I have a hard time parsing this comment (what does it mean for a namespace to be present in the file?) Maybe:

/// Namespaces whose symbols are used in the file, and the number of such symbols.

Looking at the implementation, it looks like it's rather the number of symbol *occurrences*. I suspect distinct symbols as your comment here suggests would be better though. If one symbol from a namespace is used 100 times, that should boost that symbol a lot but not necessarily the namespace a lot.

clang-tools-extra/clangd/unittests/TUSchedulerTests.cpp
738

(untangling ASTSignals from TUScheduler should make this clearer to test directly, though you may still want to keep a simple smoke test here)

usaxena95 updated this revision to Diff 316669.Jan 14 2021, 8:19 AM
usaxena95 marked 13 inline comments as done.

Addressed comments.

usaxena95 added inline comments.Jan 14 2021, 8:19 AM
clang-tools-extra/clangd/TUScheduler.cpp
840

Moved struct and calculation to a separate file ASTSignals.h/cpp

850

My mental model suggested these must be namespaces from outside the file which are relevant to this file.
I suppose we can take care of this while using this (in CC signals calculation) and let these represent all namespaces including the primary one.
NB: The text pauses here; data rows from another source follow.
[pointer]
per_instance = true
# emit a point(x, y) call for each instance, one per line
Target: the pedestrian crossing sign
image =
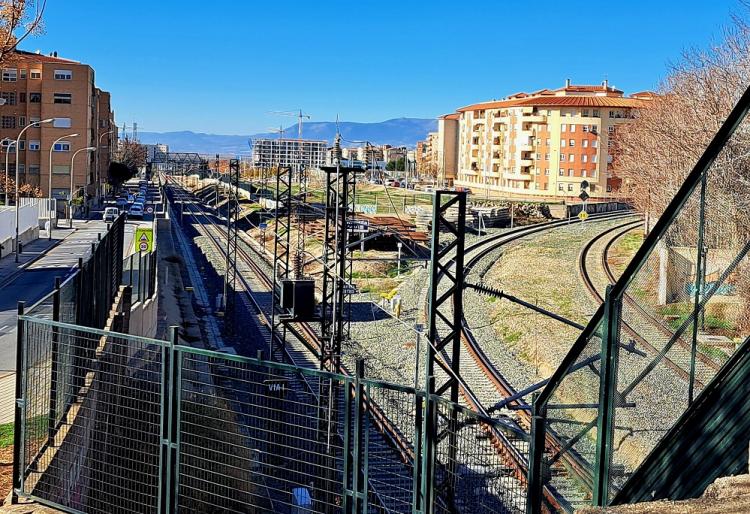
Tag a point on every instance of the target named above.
point(144, 239)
On a second thought: If we do not explicitly exclude primary namespace, the results from primary namespace will be boosted much more than the results from index which might be acceptable too.

852

Ignored NS without a valid SymbolID.
Counted distinct number of Symbols used per namespace.

853

I guess isAnonymous would cover most cases. I thought of excluding named NS in an anonymous NS but those are super rare I suppose and including those is not harmful too.

usaxena95 updated this revision to Diff 316670.Jan 14 2021, 8:25 AM

Removed unused headers.

sammccall accepted this revision.Jan 14 2021, 8:26 AM

Thanks!

clang-tools-extra/clangd/ASTSignals.cpp
9

this requires storing all the SymbolIDs again.

You could just have a counter instead. The trick is that you're already counting the number of times a symbol has been seen...

unsigned &SymbolCount = Signals.ReferencedSymbols[ID];
++SymbolCount;
if (SymbolCount == 1) { // first time seeing the symbol
  // increment counter for its namespace
}
Harbormaster completed remote builds in B85178: Diff 316670.
usaxena95 updated this revision to Diff 316681.Jan 14 2021, 9:27 AM

Addressed comments. Ready for landing.

usaxena95 updated this revision to Diff 316683.Jan 14 2021, 9:31 AM
usaxena95 marked an inline comment as done.

Added newline at end of new file.

This revision was landed with ongoing or failed builds.Jan 14 2021, 9:35 AM
This revision was automatically updated to reflect the committed changes.
Harbormaster completed remote builds in B85187: Diff 316681.